Imagine hanging up a frame in your living room. You and a friend naturally divide the work, clarify confusing instructions, and adapt if a screw is missing. We expect this type of fluid, on-the-fly teamwork from humans, but can today’s AI agents do the same? Well, not quite.
NOV 2025 | 10 MIN READ | EPFL, Microsoft Research | 🎓 ArXiv Paper Link
Figure 1. Effective collaborative interaction can be challenging...

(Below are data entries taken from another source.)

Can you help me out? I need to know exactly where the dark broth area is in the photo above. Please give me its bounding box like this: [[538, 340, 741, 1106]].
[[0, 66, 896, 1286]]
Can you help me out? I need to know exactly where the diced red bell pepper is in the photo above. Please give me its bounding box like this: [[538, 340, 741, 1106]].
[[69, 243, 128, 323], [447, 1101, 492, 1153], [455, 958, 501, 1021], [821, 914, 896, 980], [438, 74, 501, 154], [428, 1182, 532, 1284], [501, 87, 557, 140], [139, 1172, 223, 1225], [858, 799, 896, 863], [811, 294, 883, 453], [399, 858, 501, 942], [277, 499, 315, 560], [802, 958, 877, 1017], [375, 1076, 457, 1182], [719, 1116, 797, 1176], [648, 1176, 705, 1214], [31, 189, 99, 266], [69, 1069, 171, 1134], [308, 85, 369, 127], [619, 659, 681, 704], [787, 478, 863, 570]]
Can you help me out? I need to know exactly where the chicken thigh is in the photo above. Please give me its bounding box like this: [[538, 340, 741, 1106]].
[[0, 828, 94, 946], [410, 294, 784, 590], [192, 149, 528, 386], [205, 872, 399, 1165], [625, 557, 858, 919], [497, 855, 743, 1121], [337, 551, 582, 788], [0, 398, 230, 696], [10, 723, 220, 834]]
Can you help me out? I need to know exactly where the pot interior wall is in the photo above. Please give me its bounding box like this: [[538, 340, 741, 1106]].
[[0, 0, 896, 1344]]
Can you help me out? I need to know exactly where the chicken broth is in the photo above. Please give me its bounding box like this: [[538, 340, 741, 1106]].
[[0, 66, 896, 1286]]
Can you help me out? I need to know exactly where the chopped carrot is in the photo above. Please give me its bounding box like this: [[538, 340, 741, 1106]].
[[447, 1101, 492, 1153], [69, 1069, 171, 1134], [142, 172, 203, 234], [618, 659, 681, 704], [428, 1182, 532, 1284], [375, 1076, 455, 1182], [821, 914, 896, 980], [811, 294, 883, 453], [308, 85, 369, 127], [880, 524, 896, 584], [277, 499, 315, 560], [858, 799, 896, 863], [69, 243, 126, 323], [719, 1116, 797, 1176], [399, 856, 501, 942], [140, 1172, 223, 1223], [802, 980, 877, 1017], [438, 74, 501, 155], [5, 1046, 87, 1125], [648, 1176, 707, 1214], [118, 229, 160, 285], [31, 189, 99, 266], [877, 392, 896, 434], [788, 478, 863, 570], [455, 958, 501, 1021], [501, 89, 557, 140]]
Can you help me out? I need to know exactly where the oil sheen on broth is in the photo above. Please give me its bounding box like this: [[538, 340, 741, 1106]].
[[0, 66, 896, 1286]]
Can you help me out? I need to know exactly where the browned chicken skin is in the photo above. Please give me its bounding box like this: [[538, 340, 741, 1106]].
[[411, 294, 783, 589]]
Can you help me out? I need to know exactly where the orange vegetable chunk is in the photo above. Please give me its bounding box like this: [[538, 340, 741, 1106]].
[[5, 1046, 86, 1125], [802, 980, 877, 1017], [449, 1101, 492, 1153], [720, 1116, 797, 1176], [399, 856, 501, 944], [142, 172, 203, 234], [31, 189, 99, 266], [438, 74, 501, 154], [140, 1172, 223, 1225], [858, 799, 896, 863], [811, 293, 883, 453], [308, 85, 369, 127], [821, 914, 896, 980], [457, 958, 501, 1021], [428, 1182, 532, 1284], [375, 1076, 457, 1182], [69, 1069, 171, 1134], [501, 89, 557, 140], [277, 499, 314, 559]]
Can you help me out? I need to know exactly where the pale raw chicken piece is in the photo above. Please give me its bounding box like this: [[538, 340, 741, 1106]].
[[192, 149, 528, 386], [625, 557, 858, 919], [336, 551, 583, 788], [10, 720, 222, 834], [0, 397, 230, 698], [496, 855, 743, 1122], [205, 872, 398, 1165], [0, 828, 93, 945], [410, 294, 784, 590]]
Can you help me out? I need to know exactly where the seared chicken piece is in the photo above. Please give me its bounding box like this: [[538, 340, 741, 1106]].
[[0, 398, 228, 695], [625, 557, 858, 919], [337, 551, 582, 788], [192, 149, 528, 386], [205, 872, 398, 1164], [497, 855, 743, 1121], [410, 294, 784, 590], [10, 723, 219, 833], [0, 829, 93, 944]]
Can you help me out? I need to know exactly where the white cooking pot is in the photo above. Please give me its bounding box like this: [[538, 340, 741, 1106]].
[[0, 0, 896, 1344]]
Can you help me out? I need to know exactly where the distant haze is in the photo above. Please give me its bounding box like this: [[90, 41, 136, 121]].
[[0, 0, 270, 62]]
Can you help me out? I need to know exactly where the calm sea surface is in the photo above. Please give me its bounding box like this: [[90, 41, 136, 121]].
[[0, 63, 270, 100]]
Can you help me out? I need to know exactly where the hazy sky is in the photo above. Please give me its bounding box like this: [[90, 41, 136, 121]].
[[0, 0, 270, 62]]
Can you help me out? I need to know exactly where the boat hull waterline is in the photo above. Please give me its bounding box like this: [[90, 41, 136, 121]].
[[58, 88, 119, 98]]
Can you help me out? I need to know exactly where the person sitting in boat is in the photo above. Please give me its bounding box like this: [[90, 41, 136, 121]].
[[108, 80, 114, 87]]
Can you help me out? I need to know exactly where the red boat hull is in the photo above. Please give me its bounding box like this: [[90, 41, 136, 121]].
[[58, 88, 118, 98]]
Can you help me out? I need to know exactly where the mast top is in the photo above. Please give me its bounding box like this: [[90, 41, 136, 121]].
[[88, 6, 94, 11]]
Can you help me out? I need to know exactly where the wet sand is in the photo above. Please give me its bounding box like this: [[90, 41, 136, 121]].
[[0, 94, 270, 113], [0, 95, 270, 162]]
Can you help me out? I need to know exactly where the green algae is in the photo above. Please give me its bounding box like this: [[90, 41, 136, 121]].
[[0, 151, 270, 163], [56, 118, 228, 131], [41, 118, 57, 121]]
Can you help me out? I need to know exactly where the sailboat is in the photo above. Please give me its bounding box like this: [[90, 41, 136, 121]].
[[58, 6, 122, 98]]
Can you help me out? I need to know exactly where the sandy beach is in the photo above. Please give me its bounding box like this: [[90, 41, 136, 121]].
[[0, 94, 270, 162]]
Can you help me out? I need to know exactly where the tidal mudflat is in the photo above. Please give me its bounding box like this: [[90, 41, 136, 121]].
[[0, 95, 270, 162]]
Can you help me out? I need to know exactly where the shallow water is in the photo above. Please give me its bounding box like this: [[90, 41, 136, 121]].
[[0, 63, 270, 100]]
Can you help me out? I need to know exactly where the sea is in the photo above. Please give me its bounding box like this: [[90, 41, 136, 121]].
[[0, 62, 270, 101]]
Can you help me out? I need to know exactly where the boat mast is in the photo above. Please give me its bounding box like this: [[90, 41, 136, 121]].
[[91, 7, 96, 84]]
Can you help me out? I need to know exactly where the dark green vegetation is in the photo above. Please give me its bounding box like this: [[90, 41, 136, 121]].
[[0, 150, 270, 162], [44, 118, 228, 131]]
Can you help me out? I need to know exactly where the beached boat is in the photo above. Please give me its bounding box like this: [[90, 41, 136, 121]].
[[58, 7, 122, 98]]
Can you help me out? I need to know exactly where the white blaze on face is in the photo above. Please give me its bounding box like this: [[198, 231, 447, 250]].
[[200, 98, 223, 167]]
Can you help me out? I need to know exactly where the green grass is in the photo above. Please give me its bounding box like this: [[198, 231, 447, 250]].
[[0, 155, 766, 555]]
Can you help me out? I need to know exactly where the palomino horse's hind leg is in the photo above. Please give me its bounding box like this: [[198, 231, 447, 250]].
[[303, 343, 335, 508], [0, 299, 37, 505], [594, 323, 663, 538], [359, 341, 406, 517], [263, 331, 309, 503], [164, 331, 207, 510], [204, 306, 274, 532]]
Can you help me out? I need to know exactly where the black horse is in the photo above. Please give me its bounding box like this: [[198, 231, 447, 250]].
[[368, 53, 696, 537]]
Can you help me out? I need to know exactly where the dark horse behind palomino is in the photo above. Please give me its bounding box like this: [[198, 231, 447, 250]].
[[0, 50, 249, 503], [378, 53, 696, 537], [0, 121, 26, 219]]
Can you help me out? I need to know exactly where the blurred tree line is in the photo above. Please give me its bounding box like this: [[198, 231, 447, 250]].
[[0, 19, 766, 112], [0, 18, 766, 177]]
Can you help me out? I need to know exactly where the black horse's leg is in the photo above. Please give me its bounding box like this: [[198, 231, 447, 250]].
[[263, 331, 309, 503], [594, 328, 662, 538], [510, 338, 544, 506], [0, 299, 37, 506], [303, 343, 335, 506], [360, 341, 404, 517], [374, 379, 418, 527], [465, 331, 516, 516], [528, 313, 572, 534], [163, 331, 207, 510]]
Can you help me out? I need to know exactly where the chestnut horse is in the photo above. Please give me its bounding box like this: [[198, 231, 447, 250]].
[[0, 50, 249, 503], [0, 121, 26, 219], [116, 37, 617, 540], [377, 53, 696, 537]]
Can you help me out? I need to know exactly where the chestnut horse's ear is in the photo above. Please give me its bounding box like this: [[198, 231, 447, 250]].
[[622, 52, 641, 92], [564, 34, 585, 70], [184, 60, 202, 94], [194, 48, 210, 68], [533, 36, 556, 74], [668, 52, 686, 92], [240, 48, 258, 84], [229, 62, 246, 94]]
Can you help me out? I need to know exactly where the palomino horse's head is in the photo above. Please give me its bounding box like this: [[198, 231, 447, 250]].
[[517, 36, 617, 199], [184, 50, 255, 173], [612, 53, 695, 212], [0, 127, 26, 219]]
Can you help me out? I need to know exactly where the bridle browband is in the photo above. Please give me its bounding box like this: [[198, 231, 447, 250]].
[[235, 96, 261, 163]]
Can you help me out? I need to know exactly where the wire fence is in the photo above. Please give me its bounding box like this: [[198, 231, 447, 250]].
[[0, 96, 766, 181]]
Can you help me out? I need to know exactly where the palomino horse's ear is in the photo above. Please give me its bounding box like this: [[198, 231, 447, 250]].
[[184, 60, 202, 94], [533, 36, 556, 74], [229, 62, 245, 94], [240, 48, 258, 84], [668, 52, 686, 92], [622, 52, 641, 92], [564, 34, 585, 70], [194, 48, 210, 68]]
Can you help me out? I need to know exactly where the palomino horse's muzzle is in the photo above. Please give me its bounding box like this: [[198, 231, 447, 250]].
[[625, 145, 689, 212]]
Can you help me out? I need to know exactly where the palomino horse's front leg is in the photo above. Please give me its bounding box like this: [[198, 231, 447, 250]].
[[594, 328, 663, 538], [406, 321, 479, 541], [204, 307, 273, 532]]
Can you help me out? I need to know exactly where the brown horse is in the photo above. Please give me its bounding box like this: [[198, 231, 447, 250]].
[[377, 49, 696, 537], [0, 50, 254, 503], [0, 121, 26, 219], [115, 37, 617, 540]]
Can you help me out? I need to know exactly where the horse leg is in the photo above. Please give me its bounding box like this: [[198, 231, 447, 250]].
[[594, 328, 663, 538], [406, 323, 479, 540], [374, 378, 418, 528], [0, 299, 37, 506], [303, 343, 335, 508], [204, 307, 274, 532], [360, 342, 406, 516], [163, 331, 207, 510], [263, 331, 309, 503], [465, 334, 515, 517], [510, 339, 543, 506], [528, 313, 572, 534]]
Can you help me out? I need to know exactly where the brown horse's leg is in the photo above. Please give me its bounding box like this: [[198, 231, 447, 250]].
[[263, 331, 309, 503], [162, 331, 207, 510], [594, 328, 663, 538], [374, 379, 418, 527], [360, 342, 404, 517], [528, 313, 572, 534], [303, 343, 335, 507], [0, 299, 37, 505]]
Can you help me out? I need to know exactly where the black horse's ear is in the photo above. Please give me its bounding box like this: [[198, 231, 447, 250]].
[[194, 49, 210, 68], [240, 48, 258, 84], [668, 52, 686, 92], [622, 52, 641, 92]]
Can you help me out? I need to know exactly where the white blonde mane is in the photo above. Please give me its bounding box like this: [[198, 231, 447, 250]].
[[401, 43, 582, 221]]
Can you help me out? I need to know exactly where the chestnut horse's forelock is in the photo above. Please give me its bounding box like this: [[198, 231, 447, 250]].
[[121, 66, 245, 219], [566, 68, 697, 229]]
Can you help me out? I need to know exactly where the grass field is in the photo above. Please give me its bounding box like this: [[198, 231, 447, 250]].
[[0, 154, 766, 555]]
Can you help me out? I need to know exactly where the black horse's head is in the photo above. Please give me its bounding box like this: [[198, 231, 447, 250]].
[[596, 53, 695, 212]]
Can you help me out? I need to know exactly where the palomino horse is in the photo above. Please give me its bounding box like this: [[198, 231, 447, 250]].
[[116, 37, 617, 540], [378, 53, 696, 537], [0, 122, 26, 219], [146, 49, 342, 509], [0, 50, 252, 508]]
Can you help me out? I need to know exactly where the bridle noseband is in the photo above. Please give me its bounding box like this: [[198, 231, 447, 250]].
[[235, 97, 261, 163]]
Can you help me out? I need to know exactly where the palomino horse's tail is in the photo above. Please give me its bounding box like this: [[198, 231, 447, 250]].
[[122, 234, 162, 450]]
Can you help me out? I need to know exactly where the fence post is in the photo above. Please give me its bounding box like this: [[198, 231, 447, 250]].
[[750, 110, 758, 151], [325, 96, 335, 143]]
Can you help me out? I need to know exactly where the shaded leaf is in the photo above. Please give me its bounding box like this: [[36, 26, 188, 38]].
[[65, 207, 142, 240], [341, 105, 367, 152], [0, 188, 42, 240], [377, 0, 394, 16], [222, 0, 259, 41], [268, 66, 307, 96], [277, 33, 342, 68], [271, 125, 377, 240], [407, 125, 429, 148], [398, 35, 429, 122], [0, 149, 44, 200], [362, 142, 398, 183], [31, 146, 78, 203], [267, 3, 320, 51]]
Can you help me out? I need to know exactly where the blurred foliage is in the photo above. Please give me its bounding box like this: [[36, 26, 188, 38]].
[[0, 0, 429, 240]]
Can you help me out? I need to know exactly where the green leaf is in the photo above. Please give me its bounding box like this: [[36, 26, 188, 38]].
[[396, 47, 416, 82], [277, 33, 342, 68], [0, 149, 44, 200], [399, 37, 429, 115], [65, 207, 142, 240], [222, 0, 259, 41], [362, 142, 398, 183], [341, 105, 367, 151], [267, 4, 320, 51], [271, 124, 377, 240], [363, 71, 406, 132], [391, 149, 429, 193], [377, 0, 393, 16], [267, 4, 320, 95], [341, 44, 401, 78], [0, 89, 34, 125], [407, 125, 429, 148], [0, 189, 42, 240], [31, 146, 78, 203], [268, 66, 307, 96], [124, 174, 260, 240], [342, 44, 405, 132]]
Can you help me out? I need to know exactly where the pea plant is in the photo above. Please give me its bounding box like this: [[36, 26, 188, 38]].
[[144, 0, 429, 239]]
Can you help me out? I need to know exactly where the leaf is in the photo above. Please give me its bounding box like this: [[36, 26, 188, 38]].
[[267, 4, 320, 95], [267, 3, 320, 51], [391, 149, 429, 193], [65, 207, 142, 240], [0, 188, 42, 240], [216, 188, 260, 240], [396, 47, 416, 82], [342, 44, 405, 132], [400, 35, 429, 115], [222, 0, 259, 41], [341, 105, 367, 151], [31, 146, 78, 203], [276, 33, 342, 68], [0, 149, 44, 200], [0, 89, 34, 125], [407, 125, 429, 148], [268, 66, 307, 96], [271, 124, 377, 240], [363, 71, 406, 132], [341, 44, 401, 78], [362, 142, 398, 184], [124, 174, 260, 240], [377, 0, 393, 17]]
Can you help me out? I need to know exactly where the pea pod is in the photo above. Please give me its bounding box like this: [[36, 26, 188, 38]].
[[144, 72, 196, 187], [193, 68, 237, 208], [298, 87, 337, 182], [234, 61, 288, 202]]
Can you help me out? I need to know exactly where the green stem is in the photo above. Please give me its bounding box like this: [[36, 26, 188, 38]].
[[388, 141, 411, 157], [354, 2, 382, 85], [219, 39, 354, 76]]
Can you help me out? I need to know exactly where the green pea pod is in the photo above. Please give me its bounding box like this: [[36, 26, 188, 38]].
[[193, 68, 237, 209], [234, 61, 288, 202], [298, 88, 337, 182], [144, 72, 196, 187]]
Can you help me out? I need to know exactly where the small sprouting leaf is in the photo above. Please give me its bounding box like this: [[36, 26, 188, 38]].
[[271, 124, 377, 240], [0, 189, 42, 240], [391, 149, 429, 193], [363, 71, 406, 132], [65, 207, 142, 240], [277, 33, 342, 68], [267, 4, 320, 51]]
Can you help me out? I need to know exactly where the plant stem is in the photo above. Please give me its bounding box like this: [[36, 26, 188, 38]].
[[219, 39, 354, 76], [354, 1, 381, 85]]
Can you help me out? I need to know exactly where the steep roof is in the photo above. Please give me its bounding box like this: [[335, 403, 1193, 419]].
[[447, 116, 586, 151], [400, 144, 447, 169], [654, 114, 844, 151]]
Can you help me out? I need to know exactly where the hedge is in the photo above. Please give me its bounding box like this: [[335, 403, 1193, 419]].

“AI Agents” – agentic software powered by language models – are dominating the news. Their potential to increase economic output and scientific discovery has led to massive investments in infrastructure [1], agentic services [2, 3, 4], startups [5, 6], and corporate/government adoption training [7, 8, 9]. The current trajectory of AI development suggests that we will increasingly rely on agent-based systems composed of independently developed agents with varying capabilities, information, privileges, and tools. So far, attempts at multi-agent integrations strongly rely on predetermined communication protocols, e.g., MCP [10], A2A [11], and ACP [12], or centrally orchestrated architectures. In contrast, real-world deployment will likely require on-the-fly, flexible communication as fixed protocols are too rigid to handle the diversity of the real world. Although there are many benchmarks designed to measure single-agent capabilities [13], few reflect the paradigm shift toward long horizon, dynamic, multi-agent collaborations under partial information [14]. This leaves us with an important unanswered question: do current training strategies lead to agents capable of dynamic collaboration?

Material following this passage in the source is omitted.